Introduced by Supervisor Peskin, Privacy First is an amendment to the City’s Charter that mandates binding privacy legislation by May of 2019. San Francisco has been sitting on potential regulation (the kind passed by other Bay Area cities like Oakland, Palo Alto, Berkeley, Davis, Santa Clara County and the Bay Area Rapid Transit District (BART) for more than a year. A veto-proof majority on the Board of Supes will take a bipartisan effort among the City’s progressive and moderate supervisors. That is why a mandate from the City’s voters is so very important in progressing from just talk to action. 

The word privacy is often misunderstood as a first world concern of coddled techies, but what we’re really talking about is safety.

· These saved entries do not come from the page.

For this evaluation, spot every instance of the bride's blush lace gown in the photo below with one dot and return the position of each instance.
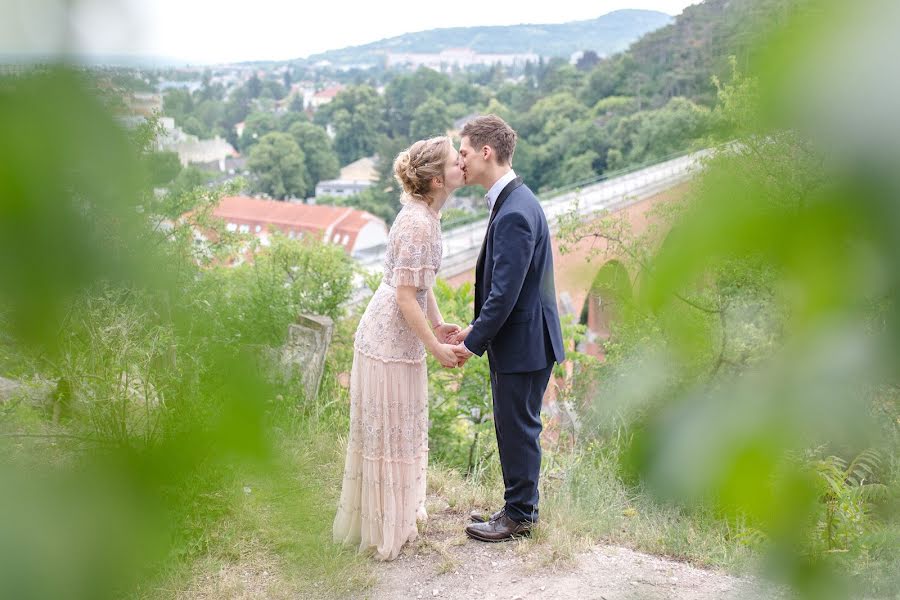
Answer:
(387, 453)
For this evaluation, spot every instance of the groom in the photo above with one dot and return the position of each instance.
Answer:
(516, 320)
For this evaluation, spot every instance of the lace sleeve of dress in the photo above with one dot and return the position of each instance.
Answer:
(414, 262)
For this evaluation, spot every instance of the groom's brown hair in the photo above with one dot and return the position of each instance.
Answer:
(491, 130)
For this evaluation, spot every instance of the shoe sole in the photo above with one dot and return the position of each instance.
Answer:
(514, 536)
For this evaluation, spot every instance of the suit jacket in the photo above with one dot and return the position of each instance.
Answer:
(516, 317)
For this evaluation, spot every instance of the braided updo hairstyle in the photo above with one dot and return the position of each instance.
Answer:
(415, 167)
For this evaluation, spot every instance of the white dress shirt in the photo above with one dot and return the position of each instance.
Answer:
(491, 197)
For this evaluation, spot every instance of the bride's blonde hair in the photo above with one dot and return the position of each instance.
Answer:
(415, 167)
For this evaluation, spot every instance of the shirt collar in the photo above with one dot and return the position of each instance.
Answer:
(491, 197)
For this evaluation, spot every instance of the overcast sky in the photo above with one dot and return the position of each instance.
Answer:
(210, 31)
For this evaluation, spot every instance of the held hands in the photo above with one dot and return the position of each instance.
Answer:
(446, 355)
(450, 351)
(446, 333)
(462, 353)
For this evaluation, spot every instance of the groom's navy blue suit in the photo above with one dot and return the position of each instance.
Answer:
(517, 324)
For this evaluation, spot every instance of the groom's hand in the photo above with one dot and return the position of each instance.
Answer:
(446, 333)
(462, 353)
(461, 335)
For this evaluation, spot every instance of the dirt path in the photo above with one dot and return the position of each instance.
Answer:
(445, 564)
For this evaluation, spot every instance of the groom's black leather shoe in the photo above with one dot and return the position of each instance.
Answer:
(499, 530)
(476, 516)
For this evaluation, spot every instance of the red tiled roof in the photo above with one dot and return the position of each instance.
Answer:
(328, 92)
(289, 216)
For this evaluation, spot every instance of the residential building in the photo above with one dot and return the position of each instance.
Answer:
(353, 179)
(354, 230)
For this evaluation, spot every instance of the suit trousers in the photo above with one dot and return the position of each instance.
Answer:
(517, 399)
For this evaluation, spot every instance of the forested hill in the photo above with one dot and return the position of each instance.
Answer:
(605, 35)
(680, 58)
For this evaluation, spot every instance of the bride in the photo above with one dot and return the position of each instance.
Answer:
(383, 492)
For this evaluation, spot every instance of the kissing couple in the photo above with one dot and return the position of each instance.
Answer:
(516, 322)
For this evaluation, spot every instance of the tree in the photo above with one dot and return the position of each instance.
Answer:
(162, 167)
(430, 119)
(407, 92)
(255, 127)
(587, 61)
(357, 114)
(254, 86)
(277, 163)
(321, 160)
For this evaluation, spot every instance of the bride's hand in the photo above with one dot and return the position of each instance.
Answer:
(445, 355)
(446, 332)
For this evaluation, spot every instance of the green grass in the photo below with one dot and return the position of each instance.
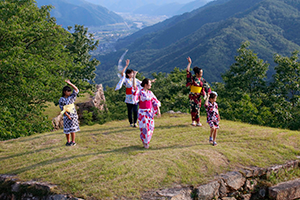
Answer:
(109, 161)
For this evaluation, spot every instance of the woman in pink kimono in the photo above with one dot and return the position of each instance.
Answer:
(148, 107)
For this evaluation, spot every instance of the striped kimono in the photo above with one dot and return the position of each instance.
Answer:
(148, 108)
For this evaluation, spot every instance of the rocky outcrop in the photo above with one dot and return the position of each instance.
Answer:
(244, 184)
(286, 190)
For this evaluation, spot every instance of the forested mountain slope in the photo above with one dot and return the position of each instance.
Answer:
(71, 12)
(211, 37)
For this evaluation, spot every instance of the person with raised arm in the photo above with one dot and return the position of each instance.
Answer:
(148, 107)
(132, 105)
(198, 87)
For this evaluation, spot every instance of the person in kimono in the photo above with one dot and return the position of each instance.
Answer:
(132, 105)
(148, 107)
(198, 87)
(70, 117)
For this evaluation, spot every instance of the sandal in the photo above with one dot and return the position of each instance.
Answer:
(199, 124)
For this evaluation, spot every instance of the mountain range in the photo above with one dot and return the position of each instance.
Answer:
(151, 7)
(210, 35)
(71, 12)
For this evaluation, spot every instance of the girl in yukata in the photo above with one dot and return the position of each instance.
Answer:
(198, 87)
(70, 117)
(149, 106)
(132, 104)
(213, 117)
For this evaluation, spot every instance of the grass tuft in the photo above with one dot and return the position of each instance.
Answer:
(110, 162)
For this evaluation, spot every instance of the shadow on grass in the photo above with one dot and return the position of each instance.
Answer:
(27, 153)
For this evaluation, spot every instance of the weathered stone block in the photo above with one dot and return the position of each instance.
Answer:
(208, 191)
(287, 190)
(234, 180)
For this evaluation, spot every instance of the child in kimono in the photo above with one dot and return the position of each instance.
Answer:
(148, 107)
(70, 117)
(213, 117)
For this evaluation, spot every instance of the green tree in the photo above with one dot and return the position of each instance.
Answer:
(247, 74)
(287, 78)
(83, 64)
(34, 62)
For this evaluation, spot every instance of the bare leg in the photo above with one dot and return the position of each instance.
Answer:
(215, 134)
(68, 137)
(73, 137)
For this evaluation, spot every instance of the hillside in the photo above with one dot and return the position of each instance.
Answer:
(211, 36)
(110, 163)
(69, 13)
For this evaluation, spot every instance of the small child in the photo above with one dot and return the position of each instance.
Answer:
(213, 117)
(66, 104)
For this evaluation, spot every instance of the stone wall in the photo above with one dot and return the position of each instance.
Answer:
(244, 184)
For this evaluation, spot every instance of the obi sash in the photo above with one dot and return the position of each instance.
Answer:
(145, 104)
(128, 91)
(195, 89)
(68, 108)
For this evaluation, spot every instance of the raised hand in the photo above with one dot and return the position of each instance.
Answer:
(189, 60)
(127, 62)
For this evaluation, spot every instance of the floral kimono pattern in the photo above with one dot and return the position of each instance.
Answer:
(128, 84)
(148, 108)
(213, 117)
(70, 125)
(195, 98)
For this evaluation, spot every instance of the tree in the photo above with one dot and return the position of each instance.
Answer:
(247, 74)
(34, 62)
(287, 78)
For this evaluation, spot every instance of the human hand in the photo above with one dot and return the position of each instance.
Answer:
(68, 81)
(127, 62)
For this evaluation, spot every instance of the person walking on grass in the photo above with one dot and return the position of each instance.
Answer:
(70, 117)
(213, 116)
(198, 87)
(148, 107)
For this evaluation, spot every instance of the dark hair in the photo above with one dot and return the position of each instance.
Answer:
(145, 81)
(212, 95)
(197, 70)
(66, 88)
(128, 71)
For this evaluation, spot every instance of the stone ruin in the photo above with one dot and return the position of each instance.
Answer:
(96, 101)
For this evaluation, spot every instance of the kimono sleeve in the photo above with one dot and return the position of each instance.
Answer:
(136, 93)
(61, 103)
(155, 103)
(189, 78)
(73, 96)
(120, 83)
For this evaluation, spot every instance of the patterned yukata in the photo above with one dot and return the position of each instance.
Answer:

The use and misuse of our personal data by both law enforcement (especially in the Trumpian era) and by the voracious data broker industry, increasingly dictates who can get on a plane and leave the country – and who cannot, who gets sent to a detention camp – and who does not – and will increasingly affect access to credit, jobs and health care.

The growth in high tech surveillance and ubiquitous data collection falls most heavily on vulnerable groups already on the wrong side of societal divides. Low-income and homeless people, black people who suffer astronomically high rates of incarceration and police violence, immigrant communities, Muslims and people of Middle Eastern descent, and activists and dissidents who openly challenge state power are among the most frequently profiled.  Virginia Eubanks, among others, has written eloquently about how people tracking bakes in lack of equity and punishes the most-punished with high tech efficiency in Automating Inequality.

The problems of data sharing and collection are national if not international in scope, and the Trump administration shows us daily how people-hunting can easily become a governmental avocation. The issue does not begin and end with local government.

But what cities and counties can do, and should do, is provide a firewall that makes it much harder for a totalitarian future to take root. By locking down municipal data and looking askance at unfettered sharing, and pressing locally based businesses to improve their privacy practices, cities and counties can provide breathing room for their vulnerable communities and positively contribute to the national conversation about what the limits are going to be.  From the surveillance state of the future, we will all need sanctuary.

The Bay Area has been a national leader in taking protective steps, but San Francisco, the biggest city in the region, has been missing in action. It is time for that to end. Proposition B is the first, and a very important, step in that direction.

Unfortunately, both of San Francisco’s daily newspapers, have come out on the wrong side of this conversation. What’s going on here? As a legacy journalism organization, it pains us that journalism organizations like the Society for Professional Journalists are throwing the safety of vulnerable San Franciscans overboard.

The SPJ objection focuses on one solitary clause in the charter amendment that gives the Board of Supes limited power to amend previous voter-approved ordinances as long as the amendments are consistent with the original voter-approved intent of the ordinance.

San Francisco’s Sunshine Ordinance,  passed in 1999, is the oldest in the country. It is now 19 years old. Transparency advocates are worried that the clause in Prop B will somehow allow the City Attorney and Board of Supervisors to weaken or water down the existing ordinance and point to a long history of tension between the SunshineTask Force and the City’s political class.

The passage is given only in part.